Hi. I just spent a while fighting with imp.find_module because I was
trying to pass the path as a string, rather than a string embedded in a
list:
result = find_module('mod', '/path')
rather than
result = find_module('mod', ['/path'])
The issue is compounded by an incredibly unhelpful error message:
ImportError: No frozen submodule named /path.mod
Now the documentation *does* say that path should be a list, if you read
it carefully, so perhaps it was just my reading comprehension. But doing
a google search I found a discussion from 2006 along the same lines:
http://www.techlists.org/archives/programming/pythonlist/2006-01/msg01445.shtml
So I thought it might be good to clarify that a string will not work.

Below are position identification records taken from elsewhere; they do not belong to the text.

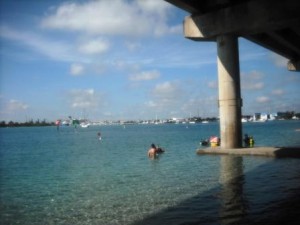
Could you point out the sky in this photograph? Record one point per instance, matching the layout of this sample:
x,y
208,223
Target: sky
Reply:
x,y
123,59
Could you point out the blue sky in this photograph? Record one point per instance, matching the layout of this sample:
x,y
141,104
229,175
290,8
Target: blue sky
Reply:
x,y
119,59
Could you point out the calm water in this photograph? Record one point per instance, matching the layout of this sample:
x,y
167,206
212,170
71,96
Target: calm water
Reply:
x,y
70,177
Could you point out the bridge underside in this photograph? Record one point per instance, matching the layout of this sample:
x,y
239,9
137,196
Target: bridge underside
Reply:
x,y
272,24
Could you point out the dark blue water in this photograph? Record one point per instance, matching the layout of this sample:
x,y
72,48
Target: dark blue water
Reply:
x,y
70,177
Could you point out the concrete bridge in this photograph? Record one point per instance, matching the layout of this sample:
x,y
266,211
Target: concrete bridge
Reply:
x,y
274,24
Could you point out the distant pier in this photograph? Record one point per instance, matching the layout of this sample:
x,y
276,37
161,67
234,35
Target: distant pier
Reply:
x,y
254,151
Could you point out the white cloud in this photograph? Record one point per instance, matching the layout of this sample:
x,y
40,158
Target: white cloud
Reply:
x,y
146,75
76,69
53,49
252,81
167,96
96,46
111,17
262,99
15,105
277,92
12,106
213,84
83,99
279,60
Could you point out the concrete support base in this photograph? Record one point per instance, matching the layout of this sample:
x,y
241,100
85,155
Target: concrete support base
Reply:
x,y
230,102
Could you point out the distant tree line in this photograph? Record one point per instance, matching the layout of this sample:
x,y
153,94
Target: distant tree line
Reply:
x,y
30,123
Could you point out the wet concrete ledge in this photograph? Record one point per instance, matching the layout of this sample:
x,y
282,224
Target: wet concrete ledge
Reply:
x,y
255,151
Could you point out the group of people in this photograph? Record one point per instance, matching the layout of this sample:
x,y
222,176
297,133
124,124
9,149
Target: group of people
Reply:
x,y
154,151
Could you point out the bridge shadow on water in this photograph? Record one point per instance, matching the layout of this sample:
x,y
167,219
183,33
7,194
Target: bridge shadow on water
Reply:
x,y
257,197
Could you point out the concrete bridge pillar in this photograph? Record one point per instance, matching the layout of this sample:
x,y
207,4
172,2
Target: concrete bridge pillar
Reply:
x,y
230,101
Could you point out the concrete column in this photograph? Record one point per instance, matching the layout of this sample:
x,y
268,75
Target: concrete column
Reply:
x,y
230,102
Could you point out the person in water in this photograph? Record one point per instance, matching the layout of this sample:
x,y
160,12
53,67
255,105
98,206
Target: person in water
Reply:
x,y
152,151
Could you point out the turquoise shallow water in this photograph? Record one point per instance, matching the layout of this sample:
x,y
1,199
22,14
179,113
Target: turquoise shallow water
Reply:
x,y
70,177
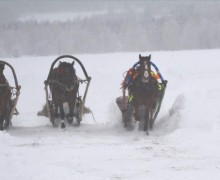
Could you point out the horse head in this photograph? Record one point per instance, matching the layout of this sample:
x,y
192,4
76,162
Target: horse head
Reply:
x,y
66,73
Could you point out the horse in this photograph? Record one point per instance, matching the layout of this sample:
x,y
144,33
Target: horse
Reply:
x,y
5,96
64,86
144,91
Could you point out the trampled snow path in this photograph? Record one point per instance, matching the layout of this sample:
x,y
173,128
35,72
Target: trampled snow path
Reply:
x,y
184,144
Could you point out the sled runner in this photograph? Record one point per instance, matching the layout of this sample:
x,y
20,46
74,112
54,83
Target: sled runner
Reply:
x,y
8,97
62,86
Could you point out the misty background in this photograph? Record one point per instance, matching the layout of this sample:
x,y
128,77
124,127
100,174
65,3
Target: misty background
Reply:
x,y
55,27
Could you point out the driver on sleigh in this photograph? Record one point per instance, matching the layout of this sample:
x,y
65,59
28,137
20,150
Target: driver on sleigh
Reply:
x,y
131,75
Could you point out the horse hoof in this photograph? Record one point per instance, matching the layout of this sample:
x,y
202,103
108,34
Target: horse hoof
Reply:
x,y
63,126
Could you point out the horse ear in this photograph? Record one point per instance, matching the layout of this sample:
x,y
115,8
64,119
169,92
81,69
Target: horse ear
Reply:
x,y
139,56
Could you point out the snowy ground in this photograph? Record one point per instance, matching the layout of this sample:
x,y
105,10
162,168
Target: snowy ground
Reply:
x,y
184,144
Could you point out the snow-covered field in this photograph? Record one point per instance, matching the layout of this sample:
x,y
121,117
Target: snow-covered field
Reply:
x,y
184,144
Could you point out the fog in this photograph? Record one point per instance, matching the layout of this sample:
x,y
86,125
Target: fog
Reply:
x,y
68,27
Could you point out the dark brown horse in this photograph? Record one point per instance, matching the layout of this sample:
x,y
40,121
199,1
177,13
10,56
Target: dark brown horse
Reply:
x,y
5,95
64,86
144,90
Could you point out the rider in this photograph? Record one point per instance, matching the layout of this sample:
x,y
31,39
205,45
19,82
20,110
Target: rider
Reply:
x,y
133,72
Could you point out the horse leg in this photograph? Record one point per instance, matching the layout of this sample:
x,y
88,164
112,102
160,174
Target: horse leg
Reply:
x,y
56,111
62,114
147,119
71,111
136,113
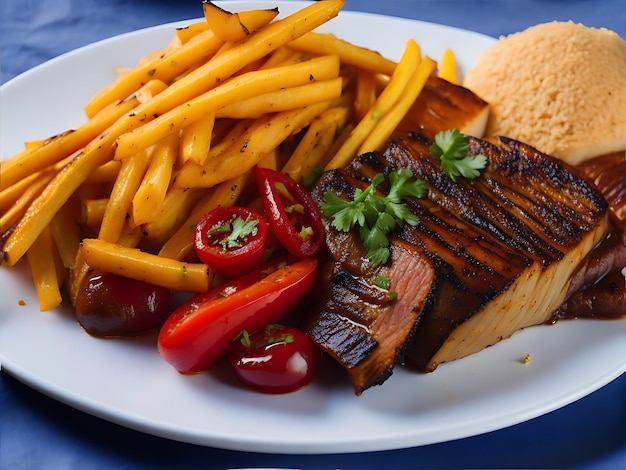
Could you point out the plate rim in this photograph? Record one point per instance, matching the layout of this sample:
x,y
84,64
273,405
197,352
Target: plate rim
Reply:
x,y
53,391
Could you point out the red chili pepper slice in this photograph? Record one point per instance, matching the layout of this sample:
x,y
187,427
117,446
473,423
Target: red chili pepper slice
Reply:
x,y
291,212
231,240
201,330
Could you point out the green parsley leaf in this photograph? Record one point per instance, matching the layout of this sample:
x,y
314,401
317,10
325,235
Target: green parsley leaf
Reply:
x,y
374,215
237,229
451,147
382,281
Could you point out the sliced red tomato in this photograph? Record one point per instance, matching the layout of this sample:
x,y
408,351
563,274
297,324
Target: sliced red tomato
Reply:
x,y
291,212
200,331
278,359
231,240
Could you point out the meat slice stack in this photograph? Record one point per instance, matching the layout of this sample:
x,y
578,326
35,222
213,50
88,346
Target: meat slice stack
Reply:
x,y
490,256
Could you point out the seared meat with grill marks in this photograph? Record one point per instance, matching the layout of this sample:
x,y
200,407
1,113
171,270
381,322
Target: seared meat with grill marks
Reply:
x,y
490,256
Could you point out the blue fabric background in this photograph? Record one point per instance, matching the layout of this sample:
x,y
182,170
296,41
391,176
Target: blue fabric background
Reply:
x,y
37,432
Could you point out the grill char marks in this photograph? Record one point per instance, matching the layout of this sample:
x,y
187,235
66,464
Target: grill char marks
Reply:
x,y
351,318
489,257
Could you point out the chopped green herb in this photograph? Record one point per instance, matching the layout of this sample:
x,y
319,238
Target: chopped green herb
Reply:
x,y
382,282
376,216
451,147
309,179
238,231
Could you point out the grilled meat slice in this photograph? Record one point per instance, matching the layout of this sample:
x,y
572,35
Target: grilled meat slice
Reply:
x,y
490,256
354,320
442,105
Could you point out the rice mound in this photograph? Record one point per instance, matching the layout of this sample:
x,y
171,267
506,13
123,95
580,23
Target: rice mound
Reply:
x,y
558,86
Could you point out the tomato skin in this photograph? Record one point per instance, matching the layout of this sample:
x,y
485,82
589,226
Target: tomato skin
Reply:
x,y
278,367
283,225
111,305
200,331
230,263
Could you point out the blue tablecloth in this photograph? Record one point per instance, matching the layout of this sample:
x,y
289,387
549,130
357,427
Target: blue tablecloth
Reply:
x,y
37,432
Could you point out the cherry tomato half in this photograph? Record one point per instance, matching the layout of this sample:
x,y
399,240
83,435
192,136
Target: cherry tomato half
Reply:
x,y
201,330
112,305
291,212
277,359
231,240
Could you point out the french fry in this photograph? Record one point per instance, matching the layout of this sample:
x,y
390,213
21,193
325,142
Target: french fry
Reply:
x,y
385,126
93,211
238,88
219,68
387,99
322,43
270,161
180,245
128,180
447,69
316,142
105,173
234,27
149,197
150,90
185,34
66,232
263,136
365,94
233,134
164,68
176,207
195,141
282,100
44,269
59,147
142,266
10,195
18,209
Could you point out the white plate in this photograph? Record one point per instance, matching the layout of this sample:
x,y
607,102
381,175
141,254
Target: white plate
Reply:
x,y
126,381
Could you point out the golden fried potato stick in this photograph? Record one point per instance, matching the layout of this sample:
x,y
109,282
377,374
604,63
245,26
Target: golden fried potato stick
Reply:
x,y
385,126
150,90
10,195
238,88
163,67
19,207
195,141
128,180
176,207
44,267
316,142
148,198
136,264
219,68
233,134
185,33
447,69
235,27
249,148
92,211
365,93
59,147
282,100
324,43
66,232
226,194
105,173
385,101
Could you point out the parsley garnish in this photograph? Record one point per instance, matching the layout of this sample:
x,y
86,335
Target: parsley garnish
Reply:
x,y
451,147
376,216
237,229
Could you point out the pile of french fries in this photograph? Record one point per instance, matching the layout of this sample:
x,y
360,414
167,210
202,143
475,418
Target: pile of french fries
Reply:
x,y
180,134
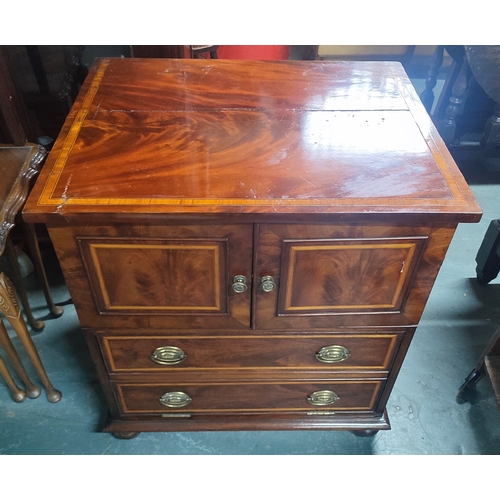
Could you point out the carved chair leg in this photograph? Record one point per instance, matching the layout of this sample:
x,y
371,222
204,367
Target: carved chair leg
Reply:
x,y
11,257
427,96
29,231
18,395
12,312
32,390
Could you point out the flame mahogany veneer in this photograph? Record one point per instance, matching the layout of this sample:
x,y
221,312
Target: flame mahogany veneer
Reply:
x,y
249,244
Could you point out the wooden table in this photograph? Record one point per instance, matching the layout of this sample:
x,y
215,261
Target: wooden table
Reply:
x,y
18,164
249,244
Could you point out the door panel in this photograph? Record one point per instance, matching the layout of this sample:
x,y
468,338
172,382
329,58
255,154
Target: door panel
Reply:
x,y
345,275
158,276
350,275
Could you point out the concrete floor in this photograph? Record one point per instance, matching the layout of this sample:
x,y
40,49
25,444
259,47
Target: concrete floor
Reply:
x,y
459,319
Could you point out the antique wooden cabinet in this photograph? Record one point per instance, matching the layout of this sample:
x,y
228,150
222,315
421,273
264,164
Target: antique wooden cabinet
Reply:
x,y
249,245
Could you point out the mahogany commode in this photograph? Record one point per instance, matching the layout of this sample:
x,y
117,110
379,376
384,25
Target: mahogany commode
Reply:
x,y
249,244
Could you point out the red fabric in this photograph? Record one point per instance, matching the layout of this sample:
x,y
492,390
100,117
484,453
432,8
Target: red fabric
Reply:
x,y
254,52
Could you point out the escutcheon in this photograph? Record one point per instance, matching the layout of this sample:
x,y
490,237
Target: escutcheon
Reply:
x,y
332,354
168,355
175,399
322,398
267,284
239,284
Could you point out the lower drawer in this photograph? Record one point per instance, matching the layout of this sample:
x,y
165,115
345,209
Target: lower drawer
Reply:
x,y
158,398
124,354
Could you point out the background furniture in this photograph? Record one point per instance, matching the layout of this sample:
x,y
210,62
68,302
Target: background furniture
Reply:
x,y
468,103
18,164
254,248
488,266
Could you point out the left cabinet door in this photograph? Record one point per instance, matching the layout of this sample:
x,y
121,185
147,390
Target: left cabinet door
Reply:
x,y
158,276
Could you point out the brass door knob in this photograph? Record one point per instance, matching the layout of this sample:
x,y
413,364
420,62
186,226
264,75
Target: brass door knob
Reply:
x,y
267,284
168,355
175,399
332,354
322,398
239,284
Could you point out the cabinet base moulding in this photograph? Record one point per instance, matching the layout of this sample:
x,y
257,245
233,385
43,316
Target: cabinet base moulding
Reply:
x,y
302,422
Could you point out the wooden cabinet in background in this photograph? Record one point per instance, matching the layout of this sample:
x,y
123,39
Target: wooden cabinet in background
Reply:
x,y
249,244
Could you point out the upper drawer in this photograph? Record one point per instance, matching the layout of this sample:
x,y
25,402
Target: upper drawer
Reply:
x,y
371,352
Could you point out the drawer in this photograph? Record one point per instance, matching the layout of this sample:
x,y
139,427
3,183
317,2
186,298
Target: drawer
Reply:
x,y
336,352
210,397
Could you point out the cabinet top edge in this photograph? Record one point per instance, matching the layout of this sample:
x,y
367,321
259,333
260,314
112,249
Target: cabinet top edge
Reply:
x,y
179,136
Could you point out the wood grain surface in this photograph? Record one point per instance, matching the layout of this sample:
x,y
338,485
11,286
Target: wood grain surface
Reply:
x,y
192,136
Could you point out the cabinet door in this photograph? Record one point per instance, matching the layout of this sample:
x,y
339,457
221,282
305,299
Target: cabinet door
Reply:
x,y
328,276
159,276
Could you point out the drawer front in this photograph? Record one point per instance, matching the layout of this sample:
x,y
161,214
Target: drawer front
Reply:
x,y
335,352
351,395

Perhaps the wording could be changed to something like this:
Try to find the module *name* on the search path *path*. The
*path* argument is a list of directory names. Each directory is
searched for files with any of the suffixes returned
by :func:`get_suffixes` above. Invalid names in the list are
silently ignored (but all list items must be strings). If
*path* is omitted or ``None``, the list of directory names
given by ``sys.path`` is searched, but first it searches a few
special places: it tries to find a built-in module with the
given name (:const:`C_BUILTIN`), then a frozen
module (:const:`PY_FROZEN`), and on some systems some other
places are looked in as well (on Windows, it looks in the
registry which may point to a specific file).
I think what is confusing is the conditional about the type of 'path',
The possibilities are 'list' or 'not present' (or None) but when I read
it I think I saw the 'not present' option as being implicit, and the
conditional implying that it could be a string or a list of strings.
From the discussion above it seems like the other person had the same
trouble, so removing the conditional should be enough to make it clear
that path *must* be a list if it exists.